I’ll share more examples of specific activities as I introduce them to the kids.

Goals for the Year

Before I get to the goals, I thought it might be good to share a little bit about my ELL program. I work in a small district in a suburb of a large city. I currently work in two different buildings, but I am primarily at one building for 80% of my time. At of the end of last year I worked with students who speak Spanish, Cambodian, Russian, Swahili, and Chuukese.

I am the only full-time ELL teacher at the elementary level (3 buildings) in my district. There is a part time ELL teacher in the middle school and a part time ELL teacher at the high school.As we transition to a new year, the middle school ELL teacher and I are working on re-working the way that ELL is done in our district. I’ll be sharing a bit about some of the decisions we make along the way.

However, I think it’s always important to improve, so I like to start a new school year with some things I’m working towards.

So without further ado, my Goals for the upcoming school year:

~ Provide something similar to Can-Do Descriptors to classroom teachers. Unfortunately, my state is not part of the WIDA Consortium, so the actual Can-Do Descriptors do not match the assessment that we give to our students. I would like to have this to teachers by September 1.

~ I would like to continue to use Facebook as a communication tool for our ELL families.

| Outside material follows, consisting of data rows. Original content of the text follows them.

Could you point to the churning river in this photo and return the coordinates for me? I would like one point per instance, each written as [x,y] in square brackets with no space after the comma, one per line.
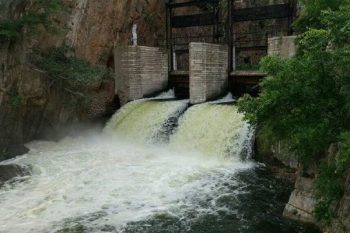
[157,166]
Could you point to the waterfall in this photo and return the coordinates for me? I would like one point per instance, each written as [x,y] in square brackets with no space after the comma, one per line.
[214,129]
[145,121]
[149,161]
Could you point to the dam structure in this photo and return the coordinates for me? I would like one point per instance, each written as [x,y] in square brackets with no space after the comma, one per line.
[212,47]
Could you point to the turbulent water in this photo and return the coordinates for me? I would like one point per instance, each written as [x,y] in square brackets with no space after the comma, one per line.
[148,171]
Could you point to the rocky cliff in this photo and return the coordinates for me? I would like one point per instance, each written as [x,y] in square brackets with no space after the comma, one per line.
[31,104]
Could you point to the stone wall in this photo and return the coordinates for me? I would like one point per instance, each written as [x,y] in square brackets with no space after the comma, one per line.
[140,71]
[282,46]
[208,71]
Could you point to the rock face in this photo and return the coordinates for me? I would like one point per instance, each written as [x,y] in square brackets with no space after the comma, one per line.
[341,223]
[31,106]
[301,204]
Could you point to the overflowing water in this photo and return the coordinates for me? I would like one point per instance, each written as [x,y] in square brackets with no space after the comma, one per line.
[156,167]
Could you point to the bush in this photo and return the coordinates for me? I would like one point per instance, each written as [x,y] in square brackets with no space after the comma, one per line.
[37,14]
[61,64]
[306,99]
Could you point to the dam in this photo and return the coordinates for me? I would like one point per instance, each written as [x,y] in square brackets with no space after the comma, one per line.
[159,165]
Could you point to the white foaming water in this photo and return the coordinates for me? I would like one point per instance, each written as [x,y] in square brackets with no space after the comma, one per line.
[217,130]
[141,121]
[109,181]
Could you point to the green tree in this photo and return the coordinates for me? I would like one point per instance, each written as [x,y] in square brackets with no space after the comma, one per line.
[37,13]
[306,99]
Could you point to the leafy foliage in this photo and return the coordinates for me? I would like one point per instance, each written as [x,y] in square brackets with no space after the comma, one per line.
[306,99]
[61,64]
[37,14]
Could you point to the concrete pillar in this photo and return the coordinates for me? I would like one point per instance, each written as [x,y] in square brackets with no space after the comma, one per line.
[282,46]
[208,71]
[139,71]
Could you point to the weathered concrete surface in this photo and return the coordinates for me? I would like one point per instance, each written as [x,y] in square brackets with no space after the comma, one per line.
[208,71]
[282,46]
[301,204]
[140,71]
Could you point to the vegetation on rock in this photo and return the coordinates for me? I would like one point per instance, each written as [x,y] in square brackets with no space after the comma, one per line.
[36,14]
[61,64]
[306,99]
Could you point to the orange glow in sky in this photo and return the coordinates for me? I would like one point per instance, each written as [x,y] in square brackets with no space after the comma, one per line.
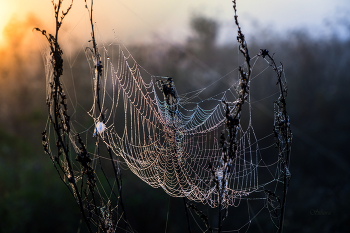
[135,20]
[4,16]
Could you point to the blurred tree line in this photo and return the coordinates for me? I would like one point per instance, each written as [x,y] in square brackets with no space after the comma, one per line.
[32,198]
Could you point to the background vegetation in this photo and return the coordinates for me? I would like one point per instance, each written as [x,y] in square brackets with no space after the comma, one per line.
[33,199]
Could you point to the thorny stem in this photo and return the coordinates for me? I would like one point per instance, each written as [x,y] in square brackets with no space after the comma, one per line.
[285,131]
[61,127]
[233,117]
[99,68]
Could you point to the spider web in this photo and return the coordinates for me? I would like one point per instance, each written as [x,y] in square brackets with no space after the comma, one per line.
[171,140]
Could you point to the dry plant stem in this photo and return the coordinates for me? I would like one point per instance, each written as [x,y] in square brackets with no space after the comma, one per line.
[99,68]
[61,126]
[233,115]
[286,134]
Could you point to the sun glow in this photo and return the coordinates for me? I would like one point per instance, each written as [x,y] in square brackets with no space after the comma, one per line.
[4,17]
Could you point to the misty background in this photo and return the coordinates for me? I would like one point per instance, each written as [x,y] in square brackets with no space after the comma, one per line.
[33,199]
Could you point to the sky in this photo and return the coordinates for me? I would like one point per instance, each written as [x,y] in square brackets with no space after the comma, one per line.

This includes sharing information, pictures, videos, and student created projects.

~ I would like to hold at least one ELL Family meeting this fall. I would like to discuss the changes happening in my district (we have a new superintendent as well as one of the buildings I’m at has a new principal).

~ I would like to send weekly emails to all classroom teachers with ELL students sharing what we are working on during the pull-out time. I would also like to share teaching tips for specific students and situations.

~ I would like to continue to work on administering assessments in a timely manner. It should not take me 6 weeks to get all of the state assessments done, especially when this means I am not providing services.

~ I would like to re-assess ALL students at the beginning of the year in all four domains. My district only requires us to re-assess students who are new to the district, or who might be ready to test out of ELL services.

~ I would like to move from teaching my states ELL standards to the new Common Core Standards.

Do you have any goals for the upcoming school year?